Elliott Erwitt / Magnum Photos

Josef Koudelka was born in Czechoslovakia in 1938. He began his career as an aeronautical engineer, and started photographing gypsies in his spare time in 1962, before turning full-time to photography in the late 1960s. In 1968 Koudelka photographed the Soviet invasion of Prague, publishing his photographs under the initials P.P. (Prague photographer). In 1969, he was anonymously awarded the Overseas Press Club’s Robert Capa Gold Medal for the photographs. Koudelka left Czechoslovakia seeking political asylum in 1970, and shortly thereafter he joined Magnum Photos.

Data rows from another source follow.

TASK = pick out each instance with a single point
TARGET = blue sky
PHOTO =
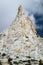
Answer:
(8, 10)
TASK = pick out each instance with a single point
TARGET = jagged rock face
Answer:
(20, 39)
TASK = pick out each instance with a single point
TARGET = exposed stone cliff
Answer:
(20, 39)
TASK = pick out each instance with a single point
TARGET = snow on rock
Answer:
(20, 39)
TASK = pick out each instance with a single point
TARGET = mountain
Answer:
(21, 40)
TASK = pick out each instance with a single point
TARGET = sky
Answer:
(8, 11)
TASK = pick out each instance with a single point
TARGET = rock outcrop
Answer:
(20, 39)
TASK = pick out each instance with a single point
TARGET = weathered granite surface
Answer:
(20, 41)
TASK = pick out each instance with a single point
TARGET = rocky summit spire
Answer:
(20, 10)
(20, 40)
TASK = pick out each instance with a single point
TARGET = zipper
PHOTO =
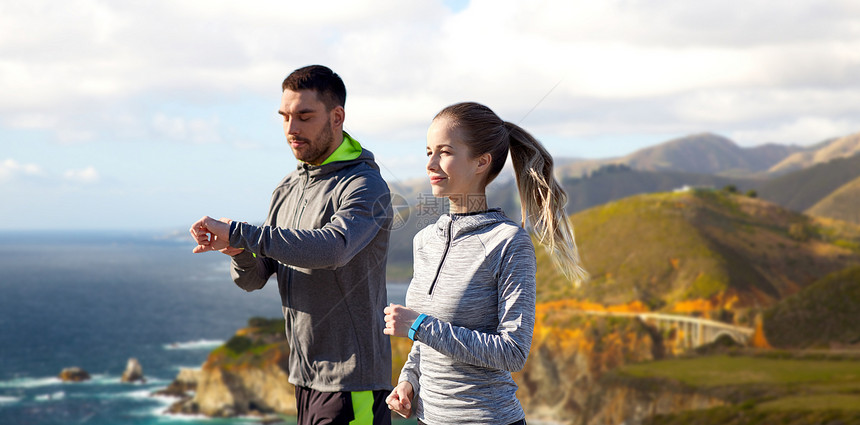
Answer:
(444, 255)
(297, 214)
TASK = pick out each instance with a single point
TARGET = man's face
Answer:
(309, 127)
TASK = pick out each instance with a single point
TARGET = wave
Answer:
(200, 344)
(59, 395)
(31, 382)
(8, 400)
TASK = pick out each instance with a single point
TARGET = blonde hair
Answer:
(542, 197)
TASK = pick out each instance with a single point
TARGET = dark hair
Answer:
(328, 85)
(542, 197)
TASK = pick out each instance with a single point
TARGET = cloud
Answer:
(11, 169)
(87, 175)
(197, 131)
(87, 70)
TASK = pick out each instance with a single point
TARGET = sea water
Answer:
(94, 300)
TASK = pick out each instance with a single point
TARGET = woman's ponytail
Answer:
(543, 201)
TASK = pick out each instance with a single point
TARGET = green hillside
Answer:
(802, 189)
(614, 182)
(823, 313)
(842, 204)
(700, 244)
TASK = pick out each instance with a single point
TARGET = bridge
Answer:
(695, 331)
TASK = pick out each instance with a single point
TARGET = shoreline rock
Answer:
(133, 372)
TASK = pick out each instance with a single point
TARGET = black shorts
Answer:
(519, 422)
(341, 408)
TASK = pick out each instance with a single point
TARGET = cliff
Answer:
(246, 375)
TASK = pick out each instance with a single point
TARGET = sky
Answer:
(149, 115)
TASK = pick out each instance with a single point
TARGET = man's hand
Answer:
(398, 319)
(400, 400)
(212, 235)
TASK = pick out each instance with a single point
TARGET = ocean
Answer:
(94, 300)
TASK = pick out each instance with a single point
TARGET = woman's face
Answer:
(452, 170)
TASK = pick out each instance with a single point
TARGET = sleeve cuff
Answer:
(415, 325)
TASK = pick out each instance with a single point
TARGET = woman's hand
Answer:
(398, 319)
(400, 400)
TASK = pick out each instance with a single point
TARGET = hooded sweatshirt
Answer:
(475, 279)
(326, 240)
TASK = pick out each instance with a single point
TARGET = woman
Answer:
(470, 307)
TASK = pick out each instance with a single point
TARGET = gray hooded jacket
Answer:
(475, 279)
(326, 239)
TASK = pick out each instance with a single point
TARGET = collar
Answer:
(348, 150)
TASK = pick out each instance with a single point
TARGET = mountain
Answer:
(802, 189)
(728, 251)
(823, 152)
(612, 182)
(704, 153)
(841, 204)
(822, 314)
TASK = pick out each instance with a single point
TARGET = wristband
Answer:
(415, 325)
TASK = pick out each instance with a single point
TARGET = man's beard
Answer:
(315, 149)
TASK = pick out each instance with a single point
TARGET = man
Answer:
(326, 239)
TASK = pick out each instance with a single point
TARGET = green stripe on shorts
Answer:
(362, 407)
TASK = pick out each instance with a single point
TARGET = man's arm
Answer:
(250, 272)
(364, 210)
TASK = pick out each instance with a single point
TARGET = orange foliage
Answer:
(570, 304)
(759, 339)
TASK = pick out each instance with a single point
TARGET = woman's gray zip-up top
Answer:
(475, 279)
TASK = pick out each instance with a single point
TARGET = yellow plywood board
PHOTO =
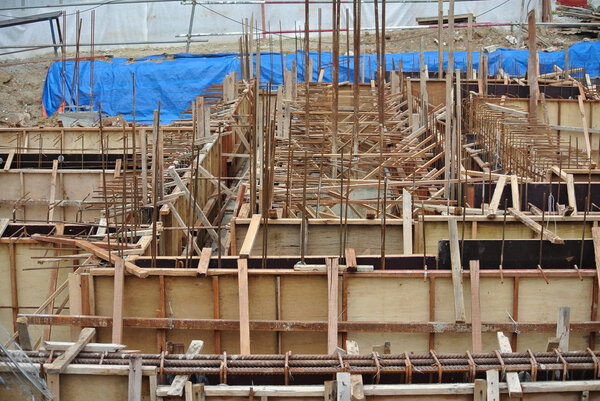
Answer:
(190, 297)
(496, 298)
(406, 299)
(399, 342)
(304, 298)
(539, 302)
(304, 343)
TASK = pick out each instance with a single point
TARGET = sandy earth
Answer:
(22, 80)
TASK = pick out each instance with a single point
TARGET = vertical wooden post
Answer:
(75, 302)
(470, 46)
(135, 378)
(459, 301)
(244, 306)
(440, 40)
(512, 378)
(24, 337)
(532, 76)
(332, 312)
(144, 151)
(475, 307)
(492, 385)
(53, 381)
(343, 386)
(119, 281)
(407, 222)
(562, 328)
(14, 289)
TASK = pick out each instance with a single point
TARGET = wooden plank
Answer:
(60, 363)
(94, 249)
(135, 378)
(250, 237)
(204, 262)
(480, 390)
(475, 307)
(9, 159)
(459, 301)
(118, 284)
(343, 386)
(244, 306)
(514, 189)
(584, 124)
(562, 328)
(91, 347)
(571, 193)
(52, 191)
(497, 195)
(351, 264)
(492, 385)
(24, 337)
(407, 222)
(75, 301)
(536, 227)
(197, 210)
(178, 383)
(532, 66)
(14, 287)
(332, 310)
(596, 240)
(512, 378)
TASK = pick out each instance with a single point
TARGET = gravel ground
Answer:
(22, 80)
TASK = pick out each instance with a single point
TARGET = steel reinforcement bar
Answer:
(404, 367)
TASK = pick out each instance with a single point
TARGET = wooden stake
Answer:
(119, 280)
(475, 307)
(332, 296)
(459, 301)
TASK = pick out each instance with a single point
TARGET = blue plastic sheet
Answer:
(177, 80)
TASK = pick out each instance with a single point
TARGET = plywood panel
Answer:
(186, 336)
(304, 343)
(444, 300)
(303, 298)
(284, 239)
(539, 302)
(190, 297)
(93, 388)
(496, 298)
(452, 342)
(399, 342)
(405, 300)
(140, 296)
(261, 291)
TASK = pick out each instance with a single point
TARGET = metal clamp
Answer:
(472, 367)
(378, 366)
(223, 369)
(439, 365)
(502, 365)
(564, 362)
(286, 367)
(408, 368)
(596, 362)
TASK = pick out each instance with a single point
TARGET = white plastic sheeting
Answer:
(163, 21)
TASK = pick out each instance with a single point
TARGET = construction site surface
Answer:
(401, 235)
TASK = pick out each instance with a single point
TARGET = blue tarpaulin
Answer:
(176, 80)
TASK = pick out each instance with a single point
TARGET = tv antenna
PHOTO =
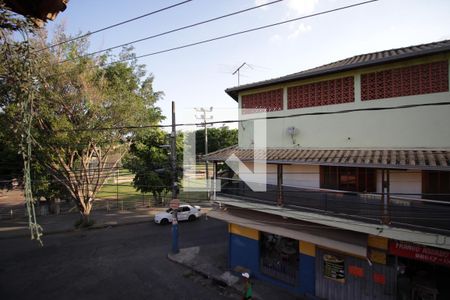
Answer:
(238, 71)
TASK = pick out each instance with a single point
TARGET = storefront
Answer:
(423, 272)
(279, 257)
(343, 276)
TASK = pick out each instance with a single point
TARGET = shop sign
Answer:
(379, 278)
(376, 256)
(334, 268)
(356, 271)
(418, 252)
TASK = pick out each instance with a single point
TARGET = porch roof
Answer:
(424, 159)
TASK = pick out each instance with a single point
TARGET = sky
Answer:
(197, 76)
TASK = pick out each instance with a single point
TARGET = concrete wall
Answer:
(405, 127)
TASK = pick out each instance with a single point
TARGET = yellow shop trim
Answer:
(244, 231)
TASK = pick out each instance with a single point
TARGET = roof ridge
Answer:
(352, 62)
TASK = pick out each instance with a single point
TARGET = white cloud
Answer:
(302, 28)
(301, 6)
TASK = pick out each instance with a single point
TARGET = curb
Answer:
(206, 275)
(74, 230)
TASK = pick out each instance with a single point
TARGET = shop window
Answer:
(334, 267)
(279, 257)
(436, 185)
(348, 179)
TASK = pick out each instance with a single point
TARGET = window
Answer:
(321, 93)
(436, 185)
(270, 101)
(348, 179)
(279, 257)
(406, 81)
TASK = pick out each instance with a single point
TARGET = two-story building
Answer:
(358, 178)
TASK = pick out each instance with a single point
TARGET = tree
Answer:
(149, 160)
(83, 108)
(218, 138)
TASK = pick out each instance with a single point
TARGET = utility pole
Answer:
(174, 203)
(238, 70)
(173, 154)
(203, 117)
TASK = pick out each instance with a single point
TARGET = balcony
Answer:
(400, 212)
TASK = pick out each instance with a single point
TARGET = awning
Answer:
(354, 243)
(423, 159)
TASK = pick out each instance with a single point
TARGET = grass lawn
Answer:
(124, 195)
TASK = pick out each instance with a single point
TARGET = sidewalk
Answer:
(52, 224)
(211, 262)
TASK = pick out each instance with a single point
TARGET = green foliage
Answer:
(76, 102)
(150, 162)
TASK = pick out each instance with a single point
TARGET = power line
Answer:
(229, 35)
(115, 25)
(175, 30)
(254, 29)
(264, 118)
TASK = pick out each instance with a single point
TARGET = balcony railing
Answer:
(417, 214)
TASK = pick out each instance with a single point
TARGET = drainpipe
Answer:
(386, 195)
(280, 201)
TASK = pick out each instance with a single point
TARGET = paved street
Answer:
(126, 262)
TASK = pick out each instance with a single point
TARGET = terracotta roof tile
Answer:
(386, 158)
(350, 63)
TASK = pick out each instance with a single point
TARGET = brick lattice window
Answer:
(270, 100)
(406, 81)
(322, 93)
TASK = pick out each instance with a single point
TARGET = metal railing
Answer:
(426, 215)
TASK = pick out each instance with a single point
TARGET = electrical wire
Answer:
(174, 30)
(115, 25)
(383, 108)
(229, 35)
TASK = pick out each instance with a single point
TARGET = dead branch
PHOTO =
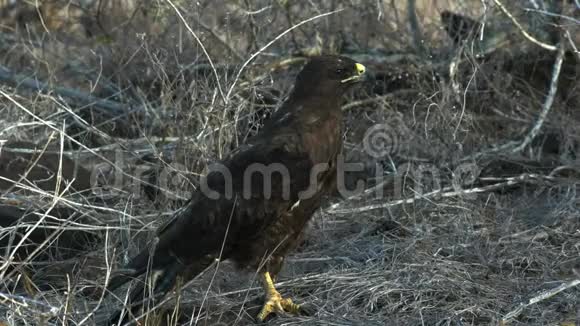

In 1975 his first book, Gypsies, was published by Aperture, and subsequent titles include Exiles (1988), Chaos (1999), Invasion 68: Prague (2008), and Wall (2013) and, most recently Ruines (2020). Koudelka has won major awards, such as the Prix Nadar (1978), Grand Prix National de la Photographie (1989), Grand Prix Cartier-Bresson (1991), and the Hasselblad Foundation International Award in Photography (1992). Exhibitions of his work have been held at The Museum of Modern Art and the International Center of Photography, New York; Hayward Gallery, London; Stedelijk Museum of Modern Art, Amsterdam; Palais de Tokyo, Paris; Art Institute of Chicago; and Museum of Decorative Arts and the National Gallery, Prague. In 2012, he was named Commandeur de l’Ordre des Arts et des Lettres by the French Ministry of Culture and Communication. He is currently based in Paris and Prague.